Use this to integrate text and R code into the same document. I will expect most of your homework assignments as an Rmd file.

Practice with Rmd file

Variables and objects

There are several basic types of data structures in R.

  • VECTORS: One-dimensional arrays of numbers, character strings, or logical values (T/F)
  • FACTORS: One-dimensional arrays of factors (Stop - Let’s discuss factors)
  • DATA FRAMES: Data tables in which the various columns may be of different type
  • MATRICES: In R, matrices can only be 2-dimensional, anything higher dimension is called an array (see below). Matrix elements are numerical; some functions, like the transpose function t(), only work on matrices
  • ARRAYS: higher dimensional matrices are called arrays in R
  • LISTS: lists can contain any type of object as list elements. You can have a list of numbers, a list of matrices, a list of characters, etc., or any combination of the above.

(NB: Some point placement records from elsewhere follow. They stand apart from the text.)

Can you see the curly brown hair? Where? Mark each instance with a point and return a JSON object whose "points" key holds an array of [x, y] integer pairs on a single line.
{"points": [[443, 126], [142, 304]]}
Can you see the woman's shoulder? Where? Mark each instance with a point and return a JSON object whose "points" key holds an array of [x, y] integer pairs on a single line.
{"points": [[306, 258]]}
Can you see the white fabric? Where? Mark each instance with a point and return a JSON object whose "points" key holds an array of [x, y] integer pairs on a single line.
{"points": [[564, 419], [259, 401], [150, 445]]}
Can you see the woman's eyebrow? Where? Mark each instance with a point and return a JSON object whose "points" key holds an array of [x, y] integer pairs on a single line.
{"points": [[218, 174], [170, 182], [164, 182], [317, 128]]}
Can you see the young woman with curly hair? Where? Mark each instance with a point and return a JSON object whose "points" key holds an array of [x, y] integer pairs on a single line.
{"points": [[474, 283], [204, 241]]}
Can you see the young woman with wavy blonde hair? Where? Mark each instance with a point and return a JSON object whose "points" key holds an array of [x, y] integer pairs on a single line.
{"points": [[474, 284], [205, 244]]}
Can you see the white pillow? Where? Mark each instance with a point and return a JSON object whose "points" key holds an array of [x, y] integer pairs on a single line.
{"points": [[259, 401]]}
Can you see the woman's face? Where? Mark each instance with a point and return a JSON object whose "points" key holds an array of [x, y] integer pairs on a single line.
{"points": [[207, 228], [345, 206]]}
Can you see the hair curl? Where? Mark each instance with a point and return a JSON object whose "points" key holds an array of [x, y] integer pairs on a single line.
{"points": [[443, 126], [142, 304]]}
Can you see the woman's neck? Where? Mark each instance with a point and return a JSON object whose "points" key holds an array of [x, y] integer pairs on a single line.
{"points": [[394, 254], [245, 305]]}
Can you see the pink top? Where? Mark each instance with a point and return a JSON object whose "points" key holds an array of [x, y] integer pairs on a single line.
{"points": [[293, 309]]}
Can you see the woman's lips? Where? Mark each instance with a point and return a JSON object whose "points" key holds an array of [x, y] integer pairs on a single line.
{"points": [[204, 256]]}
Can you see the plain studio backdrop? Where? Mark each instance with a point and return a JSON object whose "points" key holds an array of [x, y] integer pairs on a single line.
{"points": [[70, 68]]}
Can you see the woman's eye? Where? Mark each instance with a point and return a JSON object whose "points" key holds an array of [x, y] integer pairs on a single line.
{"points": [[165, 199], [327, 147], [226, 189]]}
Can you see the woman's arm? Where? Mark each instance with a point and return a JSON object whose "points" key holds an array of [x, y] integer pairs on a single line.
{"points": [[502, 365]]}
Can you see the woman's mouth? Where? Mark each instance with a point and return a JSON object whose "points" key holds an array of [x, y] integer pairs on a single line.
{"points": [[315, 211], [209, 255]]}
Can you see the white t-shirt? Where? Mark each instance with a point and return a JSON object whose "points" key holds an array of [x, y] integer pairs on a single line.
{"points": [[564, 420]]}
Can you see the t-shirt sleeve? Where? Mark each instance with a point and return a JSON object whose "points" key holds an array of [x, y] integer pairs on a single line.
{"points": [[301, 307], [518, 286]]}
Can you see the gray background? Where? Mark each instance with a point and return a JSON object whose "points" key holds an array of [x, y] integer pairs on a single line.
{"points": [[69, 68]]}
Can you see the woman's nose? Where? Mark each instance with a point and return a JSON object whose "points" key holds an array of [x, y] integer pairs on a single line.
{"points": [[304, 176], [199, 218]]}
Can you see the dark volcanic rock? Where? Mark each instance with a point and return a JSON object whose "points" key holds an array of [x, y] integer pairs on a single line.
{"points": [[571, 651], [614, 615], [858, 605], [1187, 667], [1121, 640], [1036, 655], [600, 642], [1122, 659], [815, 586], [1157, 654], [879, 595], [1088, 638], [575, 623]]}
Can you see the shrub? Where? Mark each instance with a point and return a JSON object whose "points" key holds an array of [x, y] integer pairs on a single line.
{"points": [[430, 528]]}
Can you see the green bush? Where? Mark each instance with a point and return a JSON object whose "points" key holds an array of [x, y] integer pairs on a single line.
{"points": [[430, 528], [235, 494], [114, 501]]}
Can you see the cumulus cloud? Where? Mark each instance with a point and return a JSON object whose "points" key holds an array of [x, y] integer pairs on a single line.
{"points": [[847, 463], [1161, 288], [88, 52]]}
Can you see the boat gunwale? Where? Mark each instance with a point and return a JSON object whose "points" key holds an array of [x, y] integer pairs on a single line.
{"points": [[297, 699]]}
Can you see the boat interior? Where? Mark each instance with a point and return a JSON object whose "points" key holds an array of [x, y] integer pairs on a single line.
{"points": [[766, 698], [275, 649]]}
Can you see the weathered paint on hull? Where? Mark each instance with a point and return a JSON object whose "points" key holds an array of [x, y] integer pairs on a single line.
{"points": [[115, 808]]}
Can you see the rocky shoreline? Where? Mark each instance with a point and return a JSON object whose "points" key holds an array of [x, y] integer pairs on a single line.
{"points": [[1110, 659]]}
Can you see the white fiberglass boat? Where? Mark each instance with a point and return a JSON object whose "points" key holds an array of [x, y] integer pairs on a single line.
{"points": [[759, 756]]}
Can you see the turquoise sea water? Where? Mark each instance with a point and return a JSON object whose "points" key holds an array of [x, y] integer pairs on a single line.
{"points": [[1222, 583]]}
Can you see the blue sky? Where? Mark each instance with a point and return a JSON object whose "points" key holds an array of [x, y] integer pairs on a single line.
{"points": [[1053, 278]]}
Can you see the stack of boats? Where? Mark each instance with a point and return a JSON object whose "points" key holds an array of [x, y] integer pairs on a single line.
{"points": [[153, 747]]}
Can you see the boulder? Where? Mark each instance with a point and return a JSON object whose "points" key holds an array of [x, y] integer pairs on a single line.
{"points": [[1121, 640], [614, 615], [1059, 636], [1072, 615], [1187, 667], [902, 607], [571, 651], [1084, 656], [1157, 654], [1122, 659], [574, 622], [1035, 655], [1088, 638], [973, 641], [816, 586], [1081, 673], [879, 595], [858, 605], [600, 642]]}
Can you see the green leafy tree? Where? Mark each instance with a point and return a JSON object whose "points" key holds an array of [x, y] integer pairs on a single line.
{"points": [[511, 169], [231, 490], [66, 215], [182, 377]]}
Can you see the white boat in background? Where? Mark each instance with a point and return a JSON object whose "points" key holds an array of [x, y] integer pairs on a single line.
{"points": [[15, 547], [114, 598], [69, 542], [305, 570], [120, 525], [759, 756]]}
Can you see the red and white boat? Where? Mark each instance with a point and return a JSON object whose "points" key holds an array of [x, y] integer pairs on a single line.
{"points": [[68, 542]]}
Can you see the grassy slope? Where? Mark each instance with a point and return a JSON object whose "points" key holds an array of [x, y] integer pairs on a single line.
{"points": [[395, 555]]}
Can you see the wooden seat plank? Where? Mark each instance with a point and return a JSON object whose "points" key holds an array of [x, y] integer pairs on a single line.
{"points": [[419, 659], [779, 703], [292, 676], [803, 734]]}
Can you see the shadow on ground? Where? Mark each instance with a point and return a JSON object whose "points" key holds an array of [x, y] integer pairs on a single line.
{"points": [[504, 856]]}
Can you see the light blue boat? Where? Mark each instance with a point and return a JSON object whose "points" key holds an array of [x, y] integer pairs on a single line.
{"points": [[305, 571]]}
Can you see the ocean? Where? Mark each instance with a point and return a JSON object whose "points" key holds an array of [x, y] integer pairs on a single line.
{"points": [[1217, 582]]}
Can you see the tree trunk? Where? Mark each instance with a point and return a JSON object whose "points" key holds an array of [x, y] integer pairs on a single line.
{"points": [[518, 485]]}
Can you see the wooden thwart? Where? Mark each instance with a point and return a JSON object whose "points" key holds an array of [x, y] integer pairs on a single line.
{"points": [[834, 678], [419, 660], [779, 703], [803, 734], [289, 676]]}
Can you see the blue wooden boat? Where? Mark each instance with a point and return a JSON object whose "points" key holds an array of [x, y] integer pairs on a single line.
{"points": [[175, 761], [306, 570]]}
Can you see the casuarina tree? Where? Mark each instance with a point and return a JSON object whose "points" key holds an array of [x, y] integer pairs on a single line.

Functions that are useful for understanding the different types of data structures

str()
class()

Practice with variables

Define a variable

my_var <- 8

And another

my_var2 <- 10

Work with vars

my_var + my_var2
## [1] 18

Make a new variable

my_var_tot <- my_var + my_var2

Challenge

Change the value of my_var2

my_var2 <- 3

What is the value of my_var_tot now?

Make a vector

Combining values into a vector

# Vector of variables
my_vect <- c(my_var, my_var2)

# Numeric vector
v1 <- c(10, 2, 8, 7, 11, 15)

# Char vector
pets <- c("cat", "dog", "rabbit", "pig")

Making a vector of numbers in sequence

v2 <- 1:10
v3 <- seq(from = 1, to = 10)

Challenge

  1. Look up the help for the seq function, and use this to make a vector from 1 to 100, by steps of 5.
  2. Come up with a way that you would use the length.out argument.